Work-Place Advice from Joseph, Prince Of Egypt
Have you ever been in that situation? There is a problem at work that you seem to see the solution quicker than everyone else. So, all eyes are on you as you start to make the explanations and possibly offer your thoughts on the best solution.
You get to the point in your narrative that you either give all the good stuff or keep something close to your chest. Conventional advice is that you need to keep some of the good stuff to yourself to maintain your continual relevance to either your boss or your organization.
You think to yourself, “if I tell it all, they can get someone else to run the idea and I’ll just be forgotten. Having them wanting more could just be the golden ticket to make sure that I always get invited to the table.”
Most of us work with the sense that someone better is just around the corner to make us look redundant. It’s nothing new. This is one of the reasons why we are always planning for the future and looking for new ways to improve our competencies in life.

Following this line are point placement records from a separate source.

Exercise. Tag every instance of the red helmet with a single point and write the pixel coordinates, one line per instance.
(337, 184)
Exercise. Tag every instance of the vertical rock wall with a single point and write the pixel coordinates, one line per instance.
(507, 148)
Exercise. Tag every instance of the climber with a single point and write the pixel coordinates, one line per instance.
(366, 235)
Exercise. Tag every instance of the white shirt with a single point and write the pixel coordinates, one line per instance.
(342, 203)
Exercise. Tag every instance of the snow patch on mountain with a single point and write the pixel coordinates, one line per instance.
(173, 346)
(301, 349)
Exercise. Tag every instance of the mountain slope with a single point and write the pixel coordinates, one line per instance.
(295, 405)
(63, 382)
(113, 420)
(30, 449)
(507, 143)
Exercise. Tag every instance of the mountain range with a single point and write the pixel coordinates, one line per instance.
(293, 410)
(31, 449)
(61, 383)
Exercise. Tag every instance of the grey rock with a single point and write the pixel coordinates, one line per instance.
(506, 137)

No matter how you put it, there is always someone who could probably do your job better than you. The only problem is when we let this fact keep us from giving the people at work the full value of our competencies. When we take up a job, we have committed ourselves to not hold back anything that would benefit the people we work with – Jesus style. No matter how underappreciated or under-rewarded we feel.

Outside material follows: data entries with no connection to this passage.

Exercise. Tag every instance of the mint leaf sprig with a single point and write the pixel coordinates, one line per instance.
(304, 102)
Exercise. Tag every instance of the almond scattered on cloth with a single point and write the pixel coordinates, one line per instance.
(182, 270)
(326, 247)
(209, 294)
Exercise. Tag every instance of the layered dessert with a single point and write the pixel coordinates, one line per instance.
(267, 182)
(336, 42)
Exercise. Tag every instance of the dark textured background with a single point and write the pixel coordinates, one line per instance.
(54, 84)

Let’s look at the story of Joseph. He gets called by Pharaoh to interpret his dreams. He could have stopped at that – he would have done his job. But he goes beyond that. He gives Pharaoh a strategic plan for economic sustainability during the famine years – “And now let Pharaoh look for a discerning and wise man and put him in charge of the land of Egypt. Let Pharaoh appoint commissioners over the land to take a fifth of the harvest of Egypt during the seven years of abundance. They should collect all the food of these good years that are coming and store up the grain under the authority of Pharaoh, to be kept in the cities for food. This food should be held in reserve for the country, to be used during the seven years of famine that will come upon Egypt, so that the country may not be ruined by the famine.” Gen 41:33-36.
Pharaoh could have decided to either execute this himself or appoint someone else amongst his inner circle for the job. So, why did he appoint Joseph?
Perhaps, Joseph’s willingness to leave the decision on who the man for the job should be could have convinced Pharaoh that Joseph was not a position-seeking person. He could be trusted to be a good prime minister – number two to Pharaoh. What can we learn from Joseph?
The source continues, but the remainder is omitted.